A Survey on Distributed Machine Learning

Joost Verbraeken, Matthijs Wolting, Jonathan Katzy, Jeroen Kloppenburg, Tim Verbelen, Jan S. Rellermeyer | TU Delft + imec/Ghent | ACM Computing Surveys 53(2), Article 30, 2020

Problem

Modern ML training data and model sizes have outpaced single-machine compute, making distribution mandatory. The literature, however, is fragmented across many sub-communities — HPC, parameter-server systems, federated learning, gossip protocols, ensemble learning, accelerator design — each with its own vocabulary, trade-offs, and assumed system model. There was no comprehensive map covering how parallelism, topology, synchronization, and communication strategy compose into the design space of a distributed ML system, nor how the major production frameworks (TensorFlow, MXNet, Horovod, Caffe2, Petuum) instantiate that space.

Core Insight

Distributed ML systems can be cleanly decomposed along four orthogonal axes — parallelism (data, model, hybrid), topology (centralized, tree, parameter server, peer-to-peer), synchronization (BSP, SSP, ASP, BAP/TAP), and communication strategy (WFBP, hybrid PS+SFB, compression) — and every existing framework is an instantiation of choices along these axes.

Method

This is a survey, not a system. The authors construct a reference architecture that enumerates the design dimensions of distributed ML and then place every major framework into it. They proceed bottom-up:

Hardware (Sec. 2): scaling up via GPUs, TPUs, FPGAs, DianNao, AVX-512 — bandwidth and arithmetic-density limits motivate scaling out.
Algorithm taxonomy (Sec. 3.1–3.3): by feedback (sup/unsup/RL), by purpose (classification, clustering, anomaly), by method (SGD, SVM, ANN, RNN, evolutionary), plus hyperparameter optimization and ensembles.
Topology (Sec. 3.4): centralized aggregator, tree (all-reduce-like), parameter server (sharded KV master), peer-to-peer (Sufficient Factor Broadcasting, gossip).
Synchronization (Sec. 3.5.2): BSP (barrier per step), SSP (bounded staleness), ASP (bounded parameter error), BAP/TAP (no barrier).
Communication strategy (Sec. 3.5.3): Wait-Free Backpropagation overlaps gradient send with backward pass; HybComm switches between PS and SFB based on sparsity; 1-bit SGD compresses gradients.
Ecosystem (Sec. 4): general-purpose (Hadoop, Spark/MLlib) vs. native distributed ML (Horovod+NCCL, Caffe2+NCCL+Gloo, CNTK, DistBelief/Downpour SGD, TensorFlow, MXNet, Petuum, MXNet-MPI).
Open challenges (Sec. 5): performance, fault tolerance, privacy (federated learning, GAN-based attacks on differential privacy), portability (ONNX).

Results

The survey produces no measured numbers of its own; it summarizes the landscape.
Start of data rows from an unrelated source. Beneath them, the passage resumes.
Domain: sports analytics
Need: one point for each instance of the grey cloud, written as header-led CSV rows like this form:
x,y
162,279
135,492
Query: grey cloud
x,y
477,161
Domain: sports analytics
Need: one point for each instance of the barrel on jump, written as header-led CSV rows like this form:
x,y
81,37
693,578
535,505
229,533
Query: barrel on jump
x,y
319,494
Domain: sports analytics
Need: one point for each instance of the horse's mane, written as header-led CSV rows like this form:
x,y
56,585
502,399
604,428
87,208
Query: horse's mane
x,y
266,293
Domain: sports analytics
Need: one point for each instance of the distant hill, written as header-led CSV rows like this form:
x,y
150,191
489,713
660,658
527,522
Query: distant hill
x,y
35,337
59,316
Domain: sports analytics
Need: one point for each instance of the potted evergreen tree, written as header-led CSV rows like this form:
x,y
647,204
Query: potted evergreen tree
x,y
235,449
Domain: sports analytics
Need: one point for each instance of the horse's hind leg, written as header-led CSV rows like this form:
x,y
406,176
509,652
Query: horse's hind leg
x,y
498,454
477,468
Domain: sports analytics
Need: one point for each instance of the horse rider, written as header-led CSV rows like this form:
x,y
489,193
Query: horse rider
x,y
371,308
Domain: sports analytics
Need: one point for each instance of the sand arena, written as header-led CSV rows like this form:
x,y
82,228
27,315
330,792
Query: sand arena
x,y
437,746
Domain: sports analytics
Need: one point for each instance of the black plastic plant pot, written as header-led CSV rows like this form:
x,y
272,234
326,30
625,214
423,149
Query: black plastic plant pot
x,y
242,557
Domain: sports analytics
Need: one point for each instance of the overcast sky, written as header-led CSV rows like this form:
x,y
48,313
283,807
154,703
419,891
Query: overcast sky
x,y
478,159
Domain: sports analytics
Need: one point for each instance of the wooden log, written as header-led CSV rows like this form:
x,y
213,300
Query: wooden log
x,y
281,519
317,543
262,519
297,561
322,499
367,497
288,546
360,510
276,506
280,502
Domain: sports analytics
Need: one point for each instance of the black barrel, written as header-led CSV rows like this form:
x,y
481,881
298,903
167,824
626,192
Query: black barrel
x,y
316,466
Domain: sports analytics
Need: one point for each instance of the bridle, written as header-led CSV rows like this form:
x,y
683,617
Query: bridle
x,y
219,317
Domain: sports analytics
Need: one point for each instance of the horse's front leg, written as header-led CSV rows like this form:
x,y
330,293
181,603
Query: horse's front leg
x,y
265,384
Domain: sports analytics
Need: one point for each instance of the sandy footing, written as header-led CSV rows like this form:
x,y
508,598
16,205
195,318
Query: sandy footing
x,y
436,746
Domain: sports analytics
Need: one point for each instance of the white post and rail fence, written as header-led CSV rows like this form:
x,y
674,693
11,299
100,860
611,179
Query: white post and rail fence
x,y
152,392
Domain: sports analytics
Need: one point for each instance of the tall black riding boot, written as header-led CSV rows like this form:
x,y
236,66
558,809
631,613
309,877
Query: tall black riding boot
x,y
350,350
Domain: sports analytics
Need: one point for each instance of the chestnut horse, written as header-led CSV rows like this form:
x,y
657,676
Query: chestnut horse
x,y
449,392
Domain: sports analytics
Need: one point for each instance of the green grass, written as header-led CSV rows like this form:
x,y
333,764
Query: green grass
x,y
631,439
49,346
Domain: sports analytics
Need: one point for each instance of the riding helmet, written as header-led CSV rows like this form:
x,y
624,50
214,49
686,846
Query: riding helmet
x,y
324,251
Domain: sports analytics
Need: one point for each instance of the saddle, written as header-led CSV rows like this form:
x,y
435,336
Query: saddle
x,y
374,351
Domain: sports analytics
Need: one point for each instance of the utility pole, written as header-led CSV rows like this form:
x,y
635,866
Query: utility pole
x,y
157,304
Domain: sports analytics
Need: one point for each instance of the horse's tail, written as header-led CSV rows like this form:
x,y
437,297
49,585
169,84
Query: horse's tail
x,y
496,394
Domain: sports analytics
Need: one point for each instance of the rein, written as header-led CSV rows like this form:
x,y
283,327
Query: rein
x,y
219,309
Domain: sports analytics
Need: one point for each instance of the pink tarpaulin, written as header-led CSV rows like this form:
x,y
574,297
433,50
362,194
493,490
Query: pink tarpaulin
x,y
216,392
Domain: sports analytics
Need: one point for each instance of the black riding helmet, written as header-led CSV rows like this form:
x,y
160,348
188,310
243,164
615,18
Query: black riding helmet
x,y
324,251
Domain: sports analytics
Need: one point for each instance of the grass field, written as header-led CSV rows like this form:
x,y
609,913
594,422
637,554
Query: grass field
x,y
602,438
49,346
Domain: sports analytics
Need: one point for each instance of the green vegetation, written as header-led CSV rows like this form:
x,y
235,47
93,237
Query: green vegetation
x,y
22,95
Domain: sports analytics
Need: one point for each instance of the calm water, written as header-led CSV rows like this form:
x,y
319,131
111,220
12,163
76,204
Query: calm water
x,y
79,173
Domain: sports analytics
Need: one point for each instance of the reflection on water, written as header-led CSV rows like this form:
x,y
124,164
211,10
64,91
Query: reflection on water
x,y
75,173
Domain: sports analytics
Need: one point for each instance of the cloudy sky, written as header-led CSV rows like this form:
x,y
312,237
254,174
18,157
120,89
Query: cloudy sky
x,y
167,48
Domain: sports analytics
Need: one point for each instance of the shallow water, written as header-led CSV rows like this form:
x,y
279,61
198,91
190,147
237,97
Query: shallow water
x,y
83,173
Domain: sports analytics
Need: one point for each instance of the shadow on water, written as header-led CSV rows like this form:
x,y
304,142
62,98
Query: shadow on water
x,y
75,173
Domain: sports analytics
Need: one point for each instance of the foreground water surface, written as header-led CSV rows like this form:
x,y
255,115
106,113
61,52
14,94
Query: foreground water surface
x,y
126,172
Key qualitative conclusions:

Scaling out beats scaling up at scale, but communication is the dominant cost; bridging compute and communication (overlap, scheduling, compression) is where most engineering effort goes.
BSP is correct but straggler-bound; ASP/BAP is fast but risks divergence; SSP is the practical middle ground.
All-reduce (NCCL/MPI) excels in tightly-coupled GPU clusters but lacks production fault tolerance; parameter servers are more naturally resilient but add a stateful tier.
Cloud (SageMaker, Google Cloud AI, Azure ML) is commoditizing distributed ML, and frameworks are converging toward the same middle ground regardless of their starting point (general-purpose vs. single-machine).
Federated/private learning is open: record-level differential privacy was shown breakable by GAN-based attacks (Hitaj et al.), and most production frameworks ship without built-in privacy primitives.

Limitations

Survey is from 2020; misses post-2020 developments — large-scale pipeline-parallel systems (GPipe was current; Megatron-LM and ZeRO get limited or no treatment), modern federated systems, gradient-compression refinements (PowerSGD, etc.), and recent NCCL evolution.
Coverage of pipeline parallelism is thin compared to data and model parallelism.
Quantitative cross-framework benchmarking is acknowledged as an open problem the survey itself does not provide.
Benchmarks reviewed are mostly at the few-hundred-node scale; behavior at DistBelief-scale (10k+ nodes) is largely unmapped.

Relevance to DynamICCL

DynamICCL operates inside one specific cell of this survey's design space: data-parallel, all-reduce topology, BSP synchronization, NCCL communication on tightly-coupled GPU clusters. Most of the survey is therefore out of scope, but the in-scope material is highly relevant.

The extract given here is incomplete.